Agentic AI Hits a Harder Wall When the Environment Is Physical
The agentic AI conversation has been shaped almost entirely by software use cases: coding assistants, customer service agents, enterprise knowledge workflows. In those environments, failure modes are easier to observe, accountability structures are largely digital, and many errors can be contained within the workflow. In engineering-led sectors, the calculus is categorically different.
“In our domain, agentic AI cannot remain confined to workflows,” Chadha said. “It must operate in environments where decisions have physical consequences.”
For LTTS, real agentic capability means systems that can sense, decide, and act autonomously within defined boundaries in a manufacturing plant, a vehicle, or an energy system. Clients are comfortable with AI assisting decisions and running simulations. What they are not yet ready to hand over is full autonomy in safety-critical environments, where a wrong call can affect production continuity, product integrity, or human safety.

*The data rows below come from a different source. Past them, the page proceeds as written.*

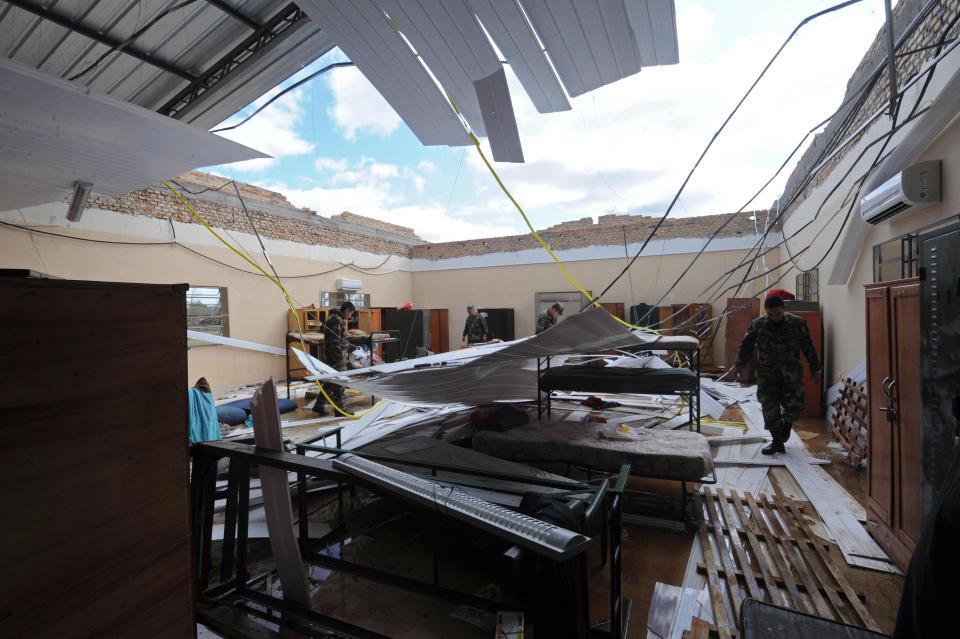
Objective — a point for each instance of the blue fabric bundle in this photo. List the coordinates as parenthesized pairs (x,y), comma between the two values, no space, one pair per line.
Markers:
(204,426)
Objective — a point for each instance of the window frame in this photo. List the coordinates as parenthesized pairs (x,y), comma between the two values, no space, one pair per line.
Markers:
(223,303)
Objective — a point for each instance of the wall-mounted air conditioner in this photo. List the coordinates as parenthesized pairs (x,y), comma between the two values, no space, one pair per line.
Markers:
(913,188)
(349,285)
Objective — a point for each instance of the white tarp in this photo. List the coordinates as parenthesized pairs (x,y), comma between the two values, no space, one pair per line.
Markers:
(498,372)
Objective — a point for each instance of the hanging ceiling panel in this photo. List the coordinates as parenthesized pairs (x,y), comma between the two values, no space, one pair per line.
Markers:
(498,117)
(373,44)
(54,132)
(452,44)
(589,41)
(513,35)
(654,23)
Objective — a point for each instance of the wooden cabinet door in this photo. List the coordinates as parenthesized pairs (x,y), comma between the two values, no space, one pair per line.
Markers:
(907,389)
(880,432)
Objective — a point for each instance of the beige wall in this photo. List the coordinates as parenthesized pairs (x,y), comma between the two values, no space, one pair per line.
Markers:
(515,286)
(843,305)
(258,311)
(257,308)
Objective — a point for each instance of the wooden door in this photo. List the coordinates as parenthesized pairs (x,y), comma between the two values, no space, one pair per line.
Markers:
(907,435)
(741,311)
(96,502)
(813,390)
(880,432)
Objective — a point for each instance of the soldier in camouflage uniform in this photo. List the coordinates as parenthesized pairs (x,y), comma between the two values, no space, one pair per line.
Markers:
(549,318)
(475,328)
(336,351)
(780,337)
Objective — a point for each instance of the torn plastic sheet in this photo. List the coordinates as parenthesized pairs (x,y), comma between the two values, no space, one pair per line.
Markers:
(491,373)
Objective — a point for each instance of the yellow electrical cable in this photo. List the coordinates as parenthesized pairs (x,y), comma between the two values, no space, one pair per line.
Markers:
(286,295)
(546,247)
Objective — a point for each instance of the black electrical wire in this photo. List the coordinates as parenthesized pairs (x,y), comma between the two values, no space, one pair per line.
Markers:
(293,86)
(799,190)
(136,34)
(713,139)
(859,95)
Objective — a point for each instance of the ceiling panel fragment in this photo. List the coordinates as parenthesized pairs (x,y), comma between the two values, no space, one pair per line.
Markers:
(513,35)
(373,44)
(54,132)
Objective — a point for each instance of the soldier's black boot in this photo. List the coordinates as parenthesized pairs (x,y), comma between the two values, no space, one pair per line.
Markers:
(776,446)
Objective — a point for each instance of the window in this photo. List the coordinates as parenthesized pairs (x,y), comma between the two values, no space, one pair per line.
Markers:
(207,312)
(808,286)
(572,301)
(333,299)
(897,258)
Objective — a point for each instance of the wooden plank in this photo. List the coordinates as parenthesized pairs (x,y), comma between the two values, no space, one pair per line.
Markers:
(768,461)
(736,598)
(851,595)
(748,527)
(826,495)
(812,559)
(686,609)
(276,497)
(733,523)
(699,629)
(796,560)
(663,610)
(713,580)
(782,568)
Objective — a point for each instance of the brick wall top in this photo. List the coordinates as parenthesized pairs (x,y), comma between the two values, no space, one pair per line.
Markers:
(160,203)
(218,183)
(608,232)
(353,218)
(911,56)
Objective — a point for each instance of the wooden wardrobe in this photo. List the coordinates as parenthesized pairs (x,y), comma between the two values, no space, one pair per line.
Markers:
(894,393)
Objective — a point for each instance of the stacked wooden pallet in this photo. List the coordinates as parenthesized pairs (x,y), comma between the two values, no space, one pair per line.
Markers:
(765,549)
(849,423)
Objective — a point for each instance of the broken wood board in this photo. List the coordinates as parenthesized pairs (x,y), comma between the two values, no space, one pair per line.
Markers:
(826,495)
(766,461)
(276,497)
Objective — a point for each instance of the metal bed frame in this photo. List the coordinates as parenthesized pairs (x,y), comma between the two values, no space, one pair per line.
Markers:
(235,581)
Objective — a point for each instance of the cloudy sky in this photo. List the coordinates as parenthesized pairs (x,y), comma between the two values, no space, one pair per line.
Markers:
(624,148)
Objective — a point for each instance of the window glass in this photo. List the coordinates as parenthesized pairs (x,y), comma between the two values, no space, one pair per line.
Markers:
(207,312)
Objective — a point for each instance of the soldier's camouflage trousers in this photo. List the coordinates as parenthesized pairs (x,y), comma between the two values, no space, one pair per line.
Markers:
(334,391)
(776,387)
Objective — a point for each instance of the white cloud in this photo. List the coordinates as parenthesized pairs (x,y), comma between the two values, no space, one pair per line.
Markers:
(387,192)
(273,131)
(330,164)
(629,145)
(358,107)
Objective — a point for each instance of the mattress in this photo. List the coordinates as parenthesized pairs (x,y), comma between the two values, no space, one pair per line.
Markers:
(669,454)
(616,379)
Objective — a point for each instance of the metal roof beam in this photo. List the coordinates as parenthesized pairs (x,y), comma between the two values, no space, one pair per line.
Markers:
(257,42)
(233,12)
(131,50)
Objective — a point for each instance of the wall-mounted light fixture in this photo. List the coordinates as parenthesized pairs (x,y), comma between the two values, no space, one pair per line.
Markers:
(81,191)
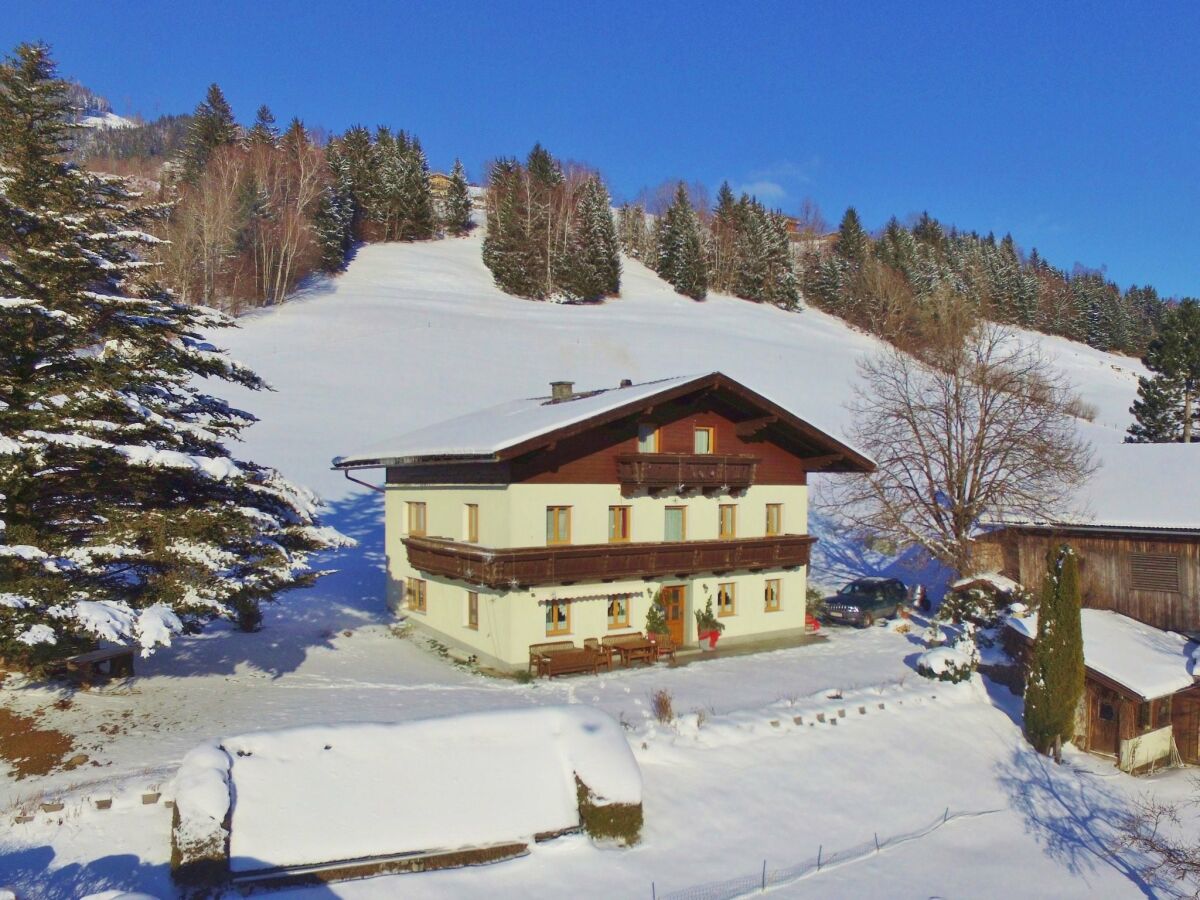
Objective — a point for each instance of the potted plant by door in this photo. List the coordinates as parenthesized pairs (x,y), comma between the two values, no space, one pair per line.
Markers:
(708,627)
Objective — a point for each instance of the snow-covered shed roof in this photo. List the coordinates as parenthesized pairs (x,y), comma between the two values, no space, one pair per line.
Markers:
(1147,660)
(519,426)
(1152,487)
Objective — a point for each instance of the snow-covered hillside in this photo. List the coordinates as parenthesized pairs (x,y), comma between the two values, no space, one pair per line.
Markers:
(413,334)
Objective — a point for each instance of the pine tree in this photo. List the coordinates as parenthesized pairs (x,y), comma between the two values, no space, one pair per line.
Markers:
(213,126)
(123,510)
(592,264)
(1056,670)
(457,209)
(681,257)
(263,132)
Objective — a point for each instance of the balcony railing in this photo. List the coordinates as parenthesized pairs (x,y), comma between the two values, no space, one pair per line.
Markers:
(526,567)
(685,472)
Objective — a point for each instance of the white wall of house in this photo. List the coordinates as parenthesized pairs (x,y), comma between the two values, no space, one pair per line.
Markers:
(515,516)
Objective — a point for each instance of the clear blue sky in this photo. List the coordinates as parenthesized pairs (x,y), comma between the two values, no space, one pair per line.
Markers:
(1074,126)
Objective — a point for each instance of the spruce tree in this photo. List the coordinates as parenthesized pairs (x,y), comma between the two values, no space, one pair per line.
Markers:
(457,209)
(1055,683)
(124,515)
(213,126)
(1174,359)
(263,132)
(681,256)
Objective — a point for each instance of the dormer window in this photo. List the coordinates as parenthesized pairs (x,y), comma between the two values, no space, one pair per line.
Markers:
(647,438)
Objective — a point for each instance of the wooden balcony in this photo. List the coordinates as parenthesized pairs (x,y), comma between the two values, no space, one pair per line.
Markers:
(709,473)
(567,564)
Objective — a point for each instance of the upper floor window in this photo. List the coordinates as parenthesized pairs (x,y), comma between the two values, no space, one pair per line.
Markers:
(774,519)
(729,521)
(558,525)
(415,519)
(676,526)
(647,438)
(618,523)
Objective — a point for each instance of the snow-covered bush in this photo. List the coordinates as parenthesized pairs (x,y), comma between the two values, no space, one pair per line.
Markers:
(947,664)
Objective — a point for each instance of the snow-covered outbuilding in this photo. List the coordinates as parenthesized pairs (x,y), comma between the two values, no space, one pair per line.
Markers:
(1141,694)
(563,517)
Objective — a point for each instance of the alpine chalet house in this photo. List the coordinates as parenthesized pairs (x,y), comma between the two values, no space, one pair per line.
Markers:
(563,517)
(1138,544)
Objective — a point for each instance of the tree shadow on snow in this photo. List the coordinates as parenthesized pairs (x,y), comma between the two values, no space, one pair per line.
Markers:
(1073,815)
(351,597)
(30,873)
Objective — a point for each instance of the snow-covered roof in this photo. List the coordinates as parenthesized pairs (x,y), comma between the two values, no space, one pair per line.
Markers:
(1138,486)
(1146,660)
(489,432)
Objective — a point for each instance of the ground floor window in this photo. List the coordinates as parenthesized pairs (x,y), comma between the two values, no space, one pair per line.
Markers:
(558,618)
(414,594)
(772,594)
(726,598)
(618,612)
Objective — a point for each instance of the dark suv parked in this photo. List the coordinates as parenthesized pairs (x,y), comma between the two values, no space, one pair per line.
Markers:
(864,600)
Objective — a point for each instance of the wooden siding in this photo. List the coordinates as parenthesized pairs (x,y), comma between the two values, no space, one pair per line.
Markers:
(1107,571)
(565,564)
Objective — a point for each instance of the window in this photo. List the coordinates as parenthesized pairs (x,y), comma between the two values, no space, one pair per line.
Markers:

The path Chadha describes is deliberate and staged: AI recommends, then assists, then executes within guardrails, then operates autonomously in controlled domains. The final stage requires not just better models but engineering frameworks, validation systems, and accountability mechanisms. “Agentic AI in engineering will scale differently, and perhaps more cautiously, than in software,” he said. That caution is not merely defensive. It reflects the design constraints of engineering environments.
The bottleneck is not on the supply side. LTTS has built and deployed sophisticated AI systems, Chadha said. The harder problem is client absorption. Across automotive, industrial manufacturing, energy, and healthcare, AI maturity varies sharply. Some companies are building AI-native platforms from the ground up. Others are managing decades of legacy infrastructure and risk frameworks that were not designed for autonomous systems. That gap between what is technically possible and what organizations are operationally ready to deploy is, Chadha says, the defining constraint of this moment.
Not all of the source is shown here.